TOWARDS A SYSTEM THAT REALLY UNDERSTANDS NATURAL LANGUAGE

The recent years have seen substantial progress in natural language processing, including practical language translation based on statistical methods and also phones with spoken input in natural language. But weaknesses of these systems are also known. The translation engine uses combinations of words and their counterparts in the other language mostly correctly but sometimes produces embarrassing errors because it doesn't try to understand the texts. And spoken input to the phones is mostly regarded as a gateway to applications already existing in the phone where understanding is restricted to the needs of each particular application.

A number of known techniques are usually listed as the required "skills" in natural language processing, like named entity recognition or co-reference resolution. However most of these techniques are regarded as imprecise tools that are inherently subject to errors. By extension, the whole field of natural language processing is considered imprecise and uncapable to make reliable conclusions or decisions on important issues.
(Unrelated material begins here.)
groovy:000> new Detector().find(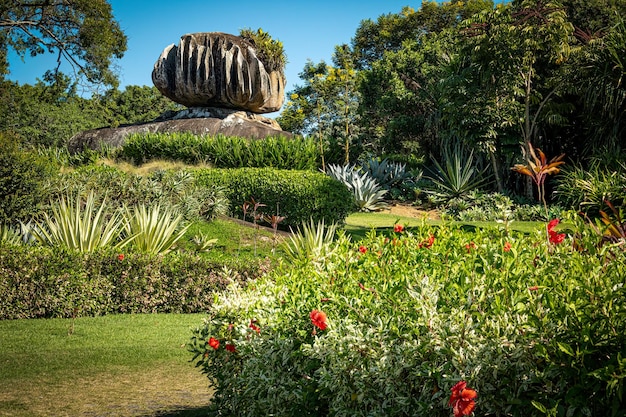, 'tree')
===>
[0,0,126,86]
[277,45,360,166]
But why? Why is it that we can make most precise statements in the field of law or science that can be interpreted by humans without such fears but cannot extend this level of precision to computer applications? My explanation is that each computer application takes only a slice of the language whereas people use the complete language. We have elaborate and nearly complete computer dictionaries, even showing relationships between words, and nearly complete grammars (probably not covering some colloquial abbreviations). But neither of them truly goes into the meaning, except for some well-described semantic relationships. In the academic tradition, one strives to describe the language as completely as possible but this cannot extend to real-world meanings because then we would have to describe everything in the world for which the language is used.

And this creates a barrier for the abilities of "rule-based" NLP. A well-developed parser can thouroughly analyze a complex sentence but produce a great number of possible interpretations which are unexpected and absurd for an understanding human reader; in addition, it spends lots of time and memory to process those spurious interpretations. And even given the whole list of possible parsings we cannot do much to select automatically the one originally intended.
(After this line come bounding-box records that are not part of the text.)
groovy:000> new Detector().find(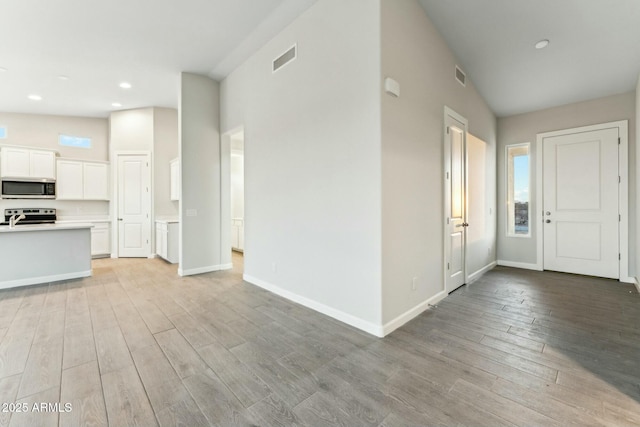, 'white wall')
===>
[231,151,244,218]
[109,107,153,153]
[0,112,109,161]
[381,0,496,326]
[221,0,381,331]
[629,74,640,291]
[0,112,109,219]
[178,73,224,275]
[497,92,637,275]
[153,107,178,217]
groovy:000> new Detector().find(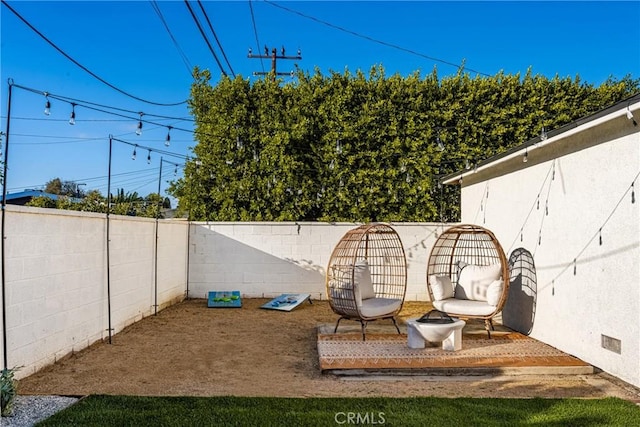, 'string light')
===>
[627,105,638,126]
[44,92,51,116]
[69,102,76,125]
[136,112,143,136]
[164,126,172,147]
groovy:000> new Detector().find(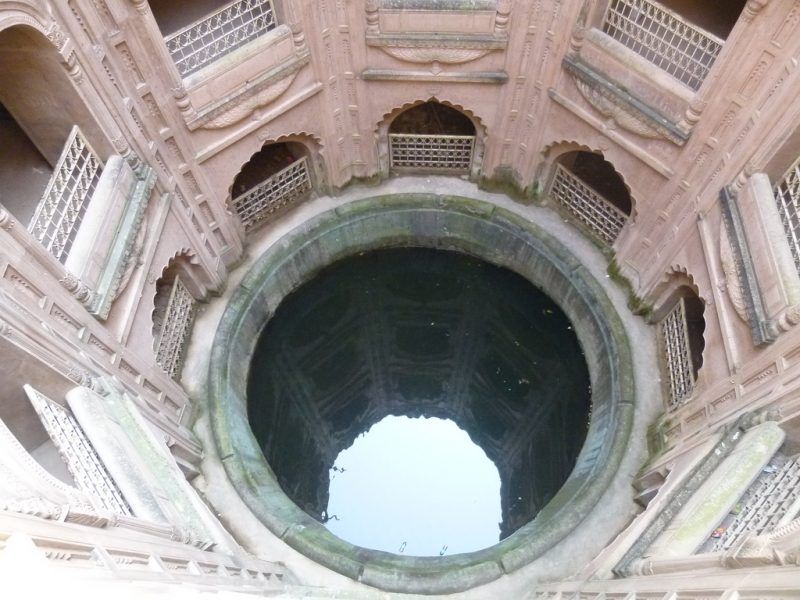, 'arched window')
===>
[773,158,800,273]
[231,142,312,231]
[658,286,706,409]
[389,101,475,173]
[153,256,197,379]
[149,0,277,77]
[0,26,103,262]
[548,150,632,245]
[603,0,747,90]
Is there a way to develop an integrated approach to natural language to achieve adequate understanding of the texts? We cannot expect (at least at this time) to build a full model of the world known to humans, but we can start with smaller domains or applications. Would this be different from current phone apps? I think is must be different. If the application (probably developed before natural language interfaces) is too narrow-minded (e.g., just expects agruments for a specific function call) there is no point speaking to such an application in a natural language; menus and forms with fields would be better. The application itself must be rethought to warrant NLP use.
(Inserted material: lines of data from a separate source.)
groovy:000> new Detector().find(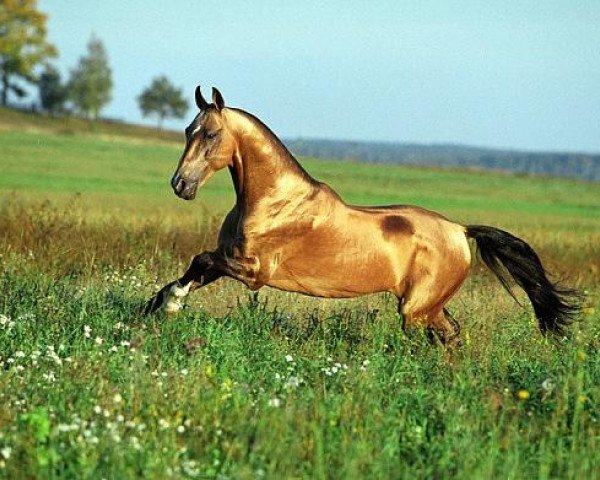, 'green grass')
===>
[0,112,600,479]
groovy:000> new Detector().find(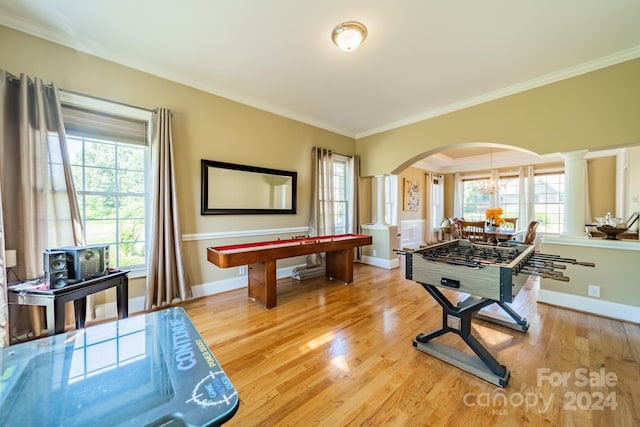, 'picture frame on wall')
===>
[402,178,420,212]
I recall my recent discussion with the CEO of a startup who planned to outperform latest systems like Siri. He was absolutely convinced that what a language processor should do was, first, to identify the application to be called (give him a method!) and then to extract arguments for the call. The only thing that embarrassed him was that the speaker could deviate from the expected response. To me, the problem was just to understand what was said each time. I suggested a case, for a flight reservation system, when after some discussion the customer says "In case you don't have an earlier flight I will accept this one", upon which the system would respond "We do have an earlier flight but it arrives at a different airport". I didn't see any problem understanding the meaning of the customer request by connecting the components of the request to the appropriate database entities. But for the CEO it was absolutely outlandish, and we never talked again.

What can we do for a system that really understands the language? We need to select an application domain broad enough to warrant the use of a natural language but still representable in a computer. So we are still slicing natural language but not by the types of linguistic phenomena (vocabulary, syntax, etc.). Over time, smaller domains can coalesce.

Selecting a domain and providing sample dialogs might not be an easy task, and indeed it may take as much ingenuity as developing a new human interface. In my old research (see The Prague Bulletin of Mathematical Linguistics, 65-66, pp.5-12 (1996), or http://www.math.spbu.ru/user/tseytin/mytalke.html) I used (like many other researchers) school problems about moving objects, and in trying to connect linguistic entities with mathematical models I got a number of useful insights. (Authors of school problems are often particularly inventive in squeezing complex mathematical dependencies into concise descriptions.)

We will still need a parser, but not necessarily of the usual type. Once we identify a probable syntactic entity we need to immediately check whether it makes sense in our problem domain, and so avoid spurious variants. Moreover, based on statistical techniques, we might be able to start with units bigger than words, for which we might have ready semantic counterparts. Once the parse is complete we will immediately have a meaningful object in the problem domain and we will proceed with its domain-specific processing.

So, is there anyone to pursue this course?